Eu já estava na metade da caminhada com as amigas, contornando a Lagoa e tentando manter o passo, quando uma delas mandou o vídeo no grupo. Pronto: a conversa sobre joelho, tênis e quem tinha dormido mal acabou. Porque Barretos entregou palco, político, gritaria e Globo registrando tudo em rede nacional. O domingo não ia ficar quieto mesmo.

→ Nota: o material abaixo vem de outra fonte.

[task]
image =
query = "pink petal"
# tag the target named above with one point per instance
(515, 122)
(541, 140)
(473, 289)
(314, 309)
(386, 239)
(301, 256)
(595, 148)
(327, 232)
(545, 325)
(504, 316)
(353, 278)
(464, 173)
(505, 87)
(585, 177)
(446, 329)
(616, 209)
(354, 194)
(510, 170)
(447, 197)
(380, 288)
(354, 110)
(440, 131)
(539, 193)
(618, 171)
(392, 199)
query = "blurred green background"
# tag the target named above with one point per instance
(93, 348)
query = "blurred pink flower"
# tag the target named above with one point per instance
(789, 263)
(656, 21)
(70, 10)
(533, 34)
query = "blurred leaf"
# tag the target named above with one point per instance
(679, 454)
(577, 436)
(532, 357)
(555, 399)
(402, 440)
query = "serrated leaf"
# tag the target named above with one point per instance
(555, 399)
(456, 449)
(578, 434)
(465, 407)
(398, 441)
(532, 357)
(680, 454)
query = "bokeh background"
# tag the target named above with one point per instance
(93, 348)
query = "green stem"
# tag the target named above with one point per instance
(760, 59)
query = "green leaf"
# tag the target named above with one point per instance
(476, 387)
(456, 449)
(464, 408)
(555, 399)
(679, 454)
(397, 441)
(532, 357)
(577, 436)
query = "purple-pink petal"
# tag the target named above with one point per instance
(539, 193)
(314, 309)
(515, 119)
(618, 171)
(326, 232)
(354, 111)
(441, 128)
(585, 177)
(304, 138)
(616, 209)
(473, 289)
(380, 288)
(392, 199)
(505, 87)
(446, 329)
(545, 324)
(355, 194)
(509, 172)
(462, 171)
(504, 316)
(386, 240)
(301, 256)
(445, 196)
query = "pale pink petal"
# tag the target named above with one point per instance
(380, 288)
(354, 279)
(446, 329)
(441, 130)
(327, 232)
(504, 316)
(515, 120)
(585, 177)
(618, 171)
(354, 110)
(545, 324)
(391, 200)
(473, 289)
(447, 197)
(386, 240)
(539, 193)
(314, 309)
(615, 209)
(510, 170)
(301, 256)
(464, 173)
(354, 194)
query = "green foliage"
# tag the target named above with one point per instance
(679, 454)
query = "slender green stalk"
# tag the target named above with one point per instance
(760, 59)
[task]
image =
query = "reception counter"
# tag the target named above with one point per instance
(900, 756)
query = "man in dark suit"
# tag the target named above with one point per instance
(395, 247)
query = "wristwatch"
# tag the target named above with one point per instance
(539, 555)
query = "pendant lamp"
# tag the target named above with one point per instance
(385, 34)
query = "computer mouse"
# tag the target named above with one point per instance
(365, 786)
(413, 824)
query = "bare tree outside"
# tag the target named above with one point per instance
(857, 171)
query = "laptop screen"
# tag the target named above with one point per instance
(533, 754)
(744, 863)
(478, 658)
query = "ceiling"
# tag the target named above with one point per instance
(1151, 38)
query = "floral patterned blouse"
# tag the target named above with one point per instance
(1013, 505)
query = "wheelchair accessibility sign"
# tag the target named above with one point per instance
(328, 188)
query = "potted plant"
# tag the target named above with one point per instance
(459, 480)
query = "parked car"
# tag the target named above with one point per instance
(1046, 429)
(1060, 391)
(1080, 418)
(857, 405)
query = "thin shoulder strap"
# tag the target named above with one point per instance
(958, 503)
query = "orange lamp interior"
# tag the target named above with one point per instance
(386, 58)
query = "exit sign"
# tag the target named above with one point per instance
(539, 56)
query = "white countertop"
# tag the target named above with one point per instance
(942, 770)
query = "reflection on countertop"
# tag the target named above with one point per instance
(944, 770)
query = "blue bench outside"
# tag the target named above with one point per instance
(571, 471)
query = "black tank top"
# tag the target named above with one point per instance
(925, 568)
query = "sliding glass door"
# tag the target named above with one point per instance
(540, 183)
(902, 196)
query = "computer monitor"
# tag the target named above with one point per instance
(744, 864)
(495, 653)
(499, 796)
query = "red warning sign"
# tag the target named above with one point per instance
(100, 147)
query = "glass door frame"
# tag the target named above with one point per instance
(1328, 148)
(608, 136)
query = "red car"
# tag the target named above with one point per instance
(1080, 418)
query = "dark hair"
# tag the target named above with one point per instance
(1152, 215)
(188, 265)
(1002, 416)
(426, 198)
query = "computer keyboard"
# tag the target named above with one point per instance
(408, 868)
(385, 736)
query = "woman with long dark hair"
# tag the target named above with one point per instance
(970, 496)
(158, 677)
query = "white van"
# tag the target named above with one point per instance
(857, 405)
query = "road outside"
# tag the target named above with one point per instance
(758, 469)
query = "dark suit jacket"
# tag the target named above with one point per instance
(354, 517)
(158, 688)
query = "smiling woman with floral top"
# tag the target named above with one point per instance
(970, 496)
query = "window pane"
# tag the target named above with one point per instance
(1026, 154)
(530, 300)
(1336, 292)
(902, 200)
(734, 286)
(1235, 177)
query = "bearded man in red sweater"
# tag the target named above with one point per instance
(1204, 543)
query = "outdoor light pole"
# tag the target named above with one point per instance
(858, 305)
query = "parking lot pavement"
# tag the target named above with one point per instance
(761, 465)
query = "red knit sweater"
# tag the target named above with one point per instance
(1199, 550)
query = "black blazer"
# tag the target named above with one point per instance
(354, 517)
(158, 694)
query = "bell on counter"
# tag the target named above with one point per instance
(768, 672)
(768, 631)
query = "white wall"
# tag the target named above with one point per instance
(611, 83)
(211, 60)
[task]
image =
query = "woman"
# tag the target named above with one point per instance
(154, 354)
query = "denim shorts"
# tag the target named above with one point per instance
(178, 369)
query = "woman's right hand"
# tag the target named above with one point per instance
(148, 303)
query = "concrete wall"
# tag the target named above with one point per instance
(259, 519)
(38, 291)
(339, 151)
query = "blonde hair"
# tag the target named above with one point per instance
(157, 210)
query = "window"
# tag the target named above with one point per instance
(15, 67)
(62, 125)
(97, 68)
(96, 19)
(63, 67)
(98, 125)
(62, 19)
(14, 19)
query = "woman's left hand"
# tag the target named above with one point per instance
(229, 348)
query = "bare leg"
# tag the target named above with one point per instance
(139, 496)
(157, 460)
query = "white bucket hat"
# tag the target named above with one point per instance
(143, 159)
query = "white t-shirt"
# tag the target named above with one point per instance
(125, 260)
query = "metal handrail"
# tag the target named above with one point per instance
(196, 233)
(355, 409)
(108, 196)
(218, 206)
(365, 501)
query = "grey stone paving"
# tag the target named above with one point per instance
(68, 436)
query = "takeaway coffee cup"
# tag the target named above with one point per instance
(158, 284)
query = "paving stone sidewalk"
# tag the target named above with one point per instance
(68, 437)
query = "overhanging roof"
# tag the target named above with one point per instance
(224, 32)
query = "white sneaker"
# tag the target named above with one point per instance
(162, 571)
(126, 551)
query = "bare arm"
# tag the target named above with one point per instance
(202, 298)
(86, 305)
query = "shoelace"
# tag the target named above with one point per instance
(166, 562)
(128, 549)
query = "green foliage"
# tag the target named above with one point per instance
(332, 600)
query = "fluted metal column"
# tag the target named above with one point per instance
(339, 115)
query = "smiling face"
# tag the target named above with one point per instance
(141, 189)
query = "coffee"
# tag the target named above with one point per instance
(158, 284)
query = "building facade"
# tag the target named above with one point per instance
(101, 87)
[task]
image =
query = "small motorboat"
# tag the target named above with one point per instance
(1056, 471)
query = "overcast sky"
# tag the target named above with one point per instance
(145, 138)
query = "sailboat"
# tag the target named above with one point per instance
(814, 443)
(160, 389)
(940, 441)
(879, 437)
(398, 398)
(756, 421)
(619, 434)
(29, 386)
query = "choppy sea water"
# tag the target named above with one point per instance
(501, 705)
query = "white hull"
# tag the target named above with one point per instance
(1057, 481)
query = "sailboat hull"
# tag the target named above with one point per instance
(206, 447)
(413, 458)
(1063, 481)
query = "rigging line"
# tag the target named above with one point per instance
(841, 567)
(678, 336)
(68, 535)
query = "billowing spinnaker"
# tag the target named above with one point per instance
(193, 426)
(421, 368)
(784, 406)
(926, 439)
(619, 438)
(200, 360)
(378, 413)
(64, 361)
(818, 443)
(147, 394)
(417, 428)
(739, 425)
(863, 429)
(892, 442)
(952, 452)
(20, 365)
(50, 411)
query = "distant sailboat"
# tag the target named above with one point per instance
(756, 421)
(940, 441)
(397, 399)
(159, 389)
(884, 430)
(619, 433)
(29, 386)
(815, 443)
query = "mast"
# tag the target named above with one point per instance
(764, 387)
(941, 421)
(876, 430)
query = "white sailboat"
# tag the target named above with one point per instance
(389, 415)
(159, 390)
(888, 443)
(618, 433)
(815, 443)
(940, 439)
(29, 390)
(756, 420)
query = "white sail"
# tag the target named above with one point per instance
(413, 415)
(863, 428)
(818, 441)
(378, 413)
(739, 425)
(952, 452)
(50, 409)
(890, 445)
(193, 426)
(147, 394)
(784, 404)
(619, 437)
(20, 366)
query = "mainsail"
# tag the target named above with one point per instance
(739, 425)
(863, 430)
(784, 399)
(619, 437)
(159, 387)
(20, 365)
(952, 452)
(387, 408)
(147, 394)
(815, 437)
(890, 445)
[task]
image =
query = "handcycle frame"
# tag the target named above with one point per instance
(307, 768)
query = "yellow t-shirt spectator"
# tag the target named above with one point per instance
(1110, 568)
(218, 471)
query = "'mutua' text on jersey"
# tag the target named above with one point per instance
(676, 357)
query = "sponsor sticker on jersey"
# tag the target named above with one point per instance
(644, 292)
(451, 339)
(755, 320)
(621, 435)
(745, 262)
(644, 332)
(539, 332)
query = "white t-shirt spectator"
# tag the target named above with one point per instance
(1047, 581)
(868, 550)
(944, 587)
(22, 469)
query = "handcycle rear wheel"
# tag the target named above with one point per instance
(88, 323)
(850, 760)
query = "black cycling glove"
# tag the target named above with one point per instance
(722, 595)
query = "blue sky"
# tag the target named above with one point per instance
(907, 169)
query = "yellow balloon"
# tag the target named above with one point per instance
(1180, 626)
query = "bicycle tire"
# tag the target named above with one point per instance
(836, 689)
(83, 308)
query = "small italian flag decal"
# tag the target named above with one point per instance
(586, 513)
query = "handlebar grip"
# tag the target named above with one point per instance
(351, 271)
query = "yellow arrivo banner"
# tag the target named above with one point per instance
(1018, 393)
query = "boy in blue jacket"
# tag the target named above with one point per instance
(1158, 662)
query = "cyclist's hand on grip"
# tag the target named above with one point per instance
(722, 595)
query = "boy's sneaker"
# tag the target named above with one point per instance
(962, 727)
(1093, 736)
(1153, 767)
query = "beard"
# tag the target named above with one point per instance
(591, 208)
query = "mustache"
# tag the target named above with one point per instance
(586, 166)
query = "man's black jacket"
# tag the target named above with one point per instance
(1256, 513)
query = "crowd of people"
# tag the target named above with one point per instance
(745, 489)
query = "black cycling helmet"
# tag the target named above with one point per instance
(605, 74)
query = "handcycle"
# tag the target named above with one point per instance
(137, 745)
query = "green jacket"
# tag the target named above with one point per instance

No coro ouvido durante a transmissão, parte das arquibancadas gritava: “Ei, Lula, vai tomar no c*”. A frase veio em meio à movimentação da festa, um dos maiores eventos de rodeio do país e tradicional ponto de encontro do agronegócio, setor em que a direita e o bolsonarismo têm presença forte.

Segui andando, mas uma amiga já queria saber se a Globo tinha abaixado o som. Não abaixou a tempo. E esse é o tipo de coisa que acontece quando a transmissão é ao vivo: a emissora pode controlar enquadramento, entrada, repórter e roteiro, mas não controla uma arquibancada cheia quando ela resolve transformar o fundo da matéria em palanque.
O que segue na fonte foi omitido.